A professional nanny has revealed why children resort to pulling their parents' hair to get their attention. She's also shared some tips and tricks to get them to stop doing it - and your hair will thank you for following them.
Whenever you get a moment to yourself, finally sitting down with a cup of tea or even getting to run yourself a bath to try out the best new bath oils, out of seemingly nowhere appears a child and, to no one's surprise, they reach for your hair and give it a good ol' tug.
These moments of relaxation are so important to help parents manage stress and, with the news that two thirds of parents feel constantly unwell as they're forced to ‘power through’ day-to-day family life, we need them more than ever. But kids don't seem to understand that.
But now professional nanny Laura Amies - known as Nanny Amies on TikTok - has revealed exactly why your kids resort to hair pulling when they see you've finally sat down for a moment of peace. And she's shared exactly how to combat the behaviour.
"They don't understand it hurts, they don't understand the social norms involved with this type of behaviour," Amies says of kids' approach to hair pulling. What they're really after, she says, is 'connection'.
"It might be that you've been doing goodness knows what, your 101 jobs that you need to get done, and you've finally sat down with a cuppa. And your little one might have been, or might not have been, playing quite happily on their own and then mummy's sitting down and they think 'I'd like a connection,' [and] yank [your hair].
"The best thing to bear in mind when it comes to little ones craving that connection is that your response doesn't really matter. Your response could be 'lovely, how are you?' Or it could be 'stop it!' It could be 'ow!' It doesn't matter. It's the connection. It's a thrill for them if you have this shocked reaction."

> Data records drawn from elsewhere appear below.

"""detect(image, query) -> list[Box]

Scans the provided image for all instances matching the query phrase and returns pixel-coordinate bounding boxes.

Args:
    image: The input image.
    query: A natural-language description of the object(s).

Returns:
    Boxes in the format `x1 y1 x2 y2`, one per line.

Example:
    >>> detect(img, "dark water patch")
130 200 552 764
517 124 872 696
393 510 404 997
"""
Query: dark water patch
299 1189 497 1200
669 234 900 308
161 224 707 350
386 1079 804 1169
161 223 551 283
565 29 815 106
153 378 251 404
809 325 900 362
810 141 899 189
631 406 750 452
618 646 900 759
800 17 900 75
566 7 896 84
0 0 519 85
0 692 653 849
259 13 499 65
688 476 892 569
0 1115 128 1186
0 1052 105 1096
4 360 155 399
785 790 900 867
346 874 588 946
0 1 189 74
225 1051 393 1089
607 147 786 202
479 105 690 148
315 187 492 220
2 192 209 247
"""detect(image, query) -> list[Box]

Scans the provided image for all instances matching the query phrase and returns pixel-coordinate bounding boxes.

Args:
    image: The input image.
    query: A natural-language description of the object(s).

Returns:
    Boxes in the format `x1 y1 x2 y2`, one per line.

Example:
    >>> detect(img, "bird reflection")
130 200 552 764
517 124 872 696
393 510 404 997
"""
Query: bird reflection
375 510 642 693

@nannyamies ♬ original sound - Nanny Amies Parenting Support
So what can be done? Are we meant to just sit and let our hair be pulled? Not exactly, says Amies. "The first thing is to train ourselves to not react in a way that is much more loud and essentially more animated than what we were doing previous to the hair pulling. How we react will determine how likely they are to behave this way in the future."
She shares her own experiences, saying that if a child is still pulling her hair when she has not reacted to it, she will 'very gently' take their hand from her hair and 'just move away.'
If your child is older and understands verbal queues, 'adding in language is very important' to help them learn not to pull your hair. Amies suggests using simple terms like, 'that hurts,' and 'ouch,' and recommends saying them calmly.
In defence of her suggestion to ignore hair pulling, Amies explains that the connection children seek through it should instead be given to their 'calmer and nicer behaviours' so they can learn the benefits of being kind and respectful.
"Less is more. It will pass. If you respond calmly, it will pass," she promises.